Senior director of regulatory and quality for the National Hospice and Palliative Care Organization (NHPCO), Jennifer Kennedy said,
“When we look at quality care provision, providing high-quality care and experience in a patient center model is a necessity and not just nice to have for today’s hospice provider. When you look at health care and quality in the United States, we have the highest rates of avoidable mortality because people are not receiving timely, high-quality care. The government is invested in making sure that the cost of care is within containment, but also that the quality of care isn’t lost when dollars are contained being spent on health care.

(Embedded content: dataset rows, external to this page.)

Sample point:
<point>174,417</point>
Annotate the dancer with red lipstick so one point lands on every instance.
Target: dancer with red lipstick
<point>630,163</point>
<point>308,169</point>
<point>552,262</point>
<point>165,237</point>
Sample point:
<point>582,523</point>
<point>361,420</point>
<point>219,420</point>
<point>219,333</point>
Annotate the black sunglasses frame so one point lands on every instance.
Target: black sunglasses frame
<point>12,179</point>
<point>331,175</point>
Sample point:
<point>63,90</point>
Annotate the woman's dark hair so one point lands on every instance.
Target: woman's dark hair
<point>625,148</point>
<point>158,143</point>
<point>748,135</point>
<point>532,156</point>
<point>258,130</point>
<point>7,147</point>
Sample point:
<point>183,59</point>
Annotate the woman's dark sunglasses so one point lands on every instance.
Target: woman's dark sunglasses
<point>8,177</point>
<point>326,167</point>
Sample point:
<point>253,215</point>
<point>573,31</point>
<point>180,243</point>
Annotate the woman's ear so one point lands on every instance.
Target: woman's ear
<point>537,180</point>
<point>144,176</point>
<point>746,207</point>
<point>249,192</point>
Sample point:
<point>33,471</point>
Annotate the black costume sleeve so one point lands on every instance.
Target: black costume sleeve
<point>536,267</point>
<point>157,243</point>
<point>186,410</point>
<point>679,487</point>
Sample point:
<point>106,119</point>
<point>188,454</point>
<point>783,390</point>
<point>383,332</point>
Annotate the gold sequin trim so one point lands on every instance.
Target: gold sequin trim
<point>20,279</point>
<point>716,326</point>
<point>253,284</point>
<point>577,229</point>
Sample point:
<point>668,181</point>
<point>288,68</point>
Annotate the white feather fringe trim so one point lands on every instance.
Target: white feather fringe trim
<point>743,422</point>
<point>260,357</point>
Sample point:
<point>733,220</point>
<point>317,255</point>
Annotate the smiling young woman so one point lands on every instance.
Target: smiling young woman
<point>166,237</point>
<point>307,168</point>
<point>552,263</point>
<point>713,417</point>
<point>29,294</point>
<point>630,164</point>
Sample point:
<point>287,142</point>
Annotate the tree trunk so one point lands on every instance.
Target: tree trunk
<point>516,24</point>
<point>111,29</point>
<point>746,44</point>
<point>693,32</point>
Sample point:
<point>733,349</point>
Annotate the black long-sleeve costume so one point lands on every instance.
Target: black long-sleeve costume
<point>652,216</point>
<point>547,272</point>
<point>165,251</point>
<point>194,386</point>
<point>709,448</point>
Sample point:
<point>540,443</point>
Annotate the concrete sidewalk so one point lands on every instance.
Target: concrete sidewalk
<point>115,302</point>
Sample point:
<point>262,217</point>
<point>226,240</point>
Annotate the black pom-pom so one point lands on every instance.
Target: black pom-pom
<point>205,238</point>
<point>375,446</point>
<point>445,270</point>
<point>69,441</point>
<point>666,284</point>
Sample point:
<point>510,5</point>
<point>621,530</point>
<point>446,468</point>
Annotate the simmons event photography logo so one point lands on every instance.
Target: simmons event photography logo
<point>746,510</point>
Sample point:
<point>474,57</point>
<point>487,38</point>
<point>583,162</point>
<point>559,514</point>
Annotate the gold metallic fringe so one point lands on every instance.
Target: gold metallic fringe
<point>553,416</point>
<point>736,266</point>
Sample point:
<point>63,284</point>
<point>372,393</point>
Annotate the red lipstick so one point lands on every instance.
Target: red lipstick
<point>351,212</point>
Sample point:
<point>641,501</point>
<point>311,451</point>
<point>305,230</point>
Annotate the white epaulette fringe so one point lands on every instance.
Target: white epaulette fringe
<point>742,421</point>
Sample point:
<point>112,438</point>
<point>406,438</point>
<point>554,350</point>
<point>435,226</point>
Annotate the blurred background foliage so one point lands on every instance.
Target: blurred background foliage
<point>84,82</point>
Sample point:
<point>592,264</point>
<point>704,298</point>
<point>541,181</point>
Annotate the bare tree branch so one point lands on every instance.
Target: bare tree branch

The aim is to improve overall care by making care more patient-centered.”
This motive has fueled hospice leaders and has encouraged them to create change from the inside out. Even though legislation is seeking to delay the implementation of the value-based insurance design (VBID) model demonstration project and forcing it to start in 2023, it is still not stopping hospice providers. Hospice providers are all set for impact and planning strategies for best sustainable practices
In addition to her earlier statements, Jennifer Kennedy said,
“We’re seeing payment models that are being developed at the [U.S. Centers for Medicare & Medicaid Services (CMS)] level that are focusing on innovation and value-based purchasing. That is here to stay, and we’ll see moving forward. Workforce development is an investment in people to prepare the next generation of health care professionals and support that lifelong learning for providers that they will need to provide high-quality care. Organizations have the opportunity to deliver quality care to their patients and their families by committing to developing a culture of continuous quality improvement and patient-centered care. Having a person-centered model is not enough. It needs to be adopted into that organizational culture.”
President and CEO of The Elizabeth Hospice in California, Sarah McSpadden, in a recent interview said,
“Currently, we are doing a pay-for-performance model for our staff and it’s creating a cultural shift. Takeaways from the shift in performance are to keep the standards objective to ensure that they’re accountable and measurable. Include all the stakeholders in the determination of the reward. Talk about quality with everyone in the organization and celebrate it often. Celebrate the tick up in something you’re measuring. Celebrate all the changes you’re creating in better patient care outcomes for the people in your community, and then make success possible on an individual basis for accountable staff that uniformly follows standards and holding each other to them.”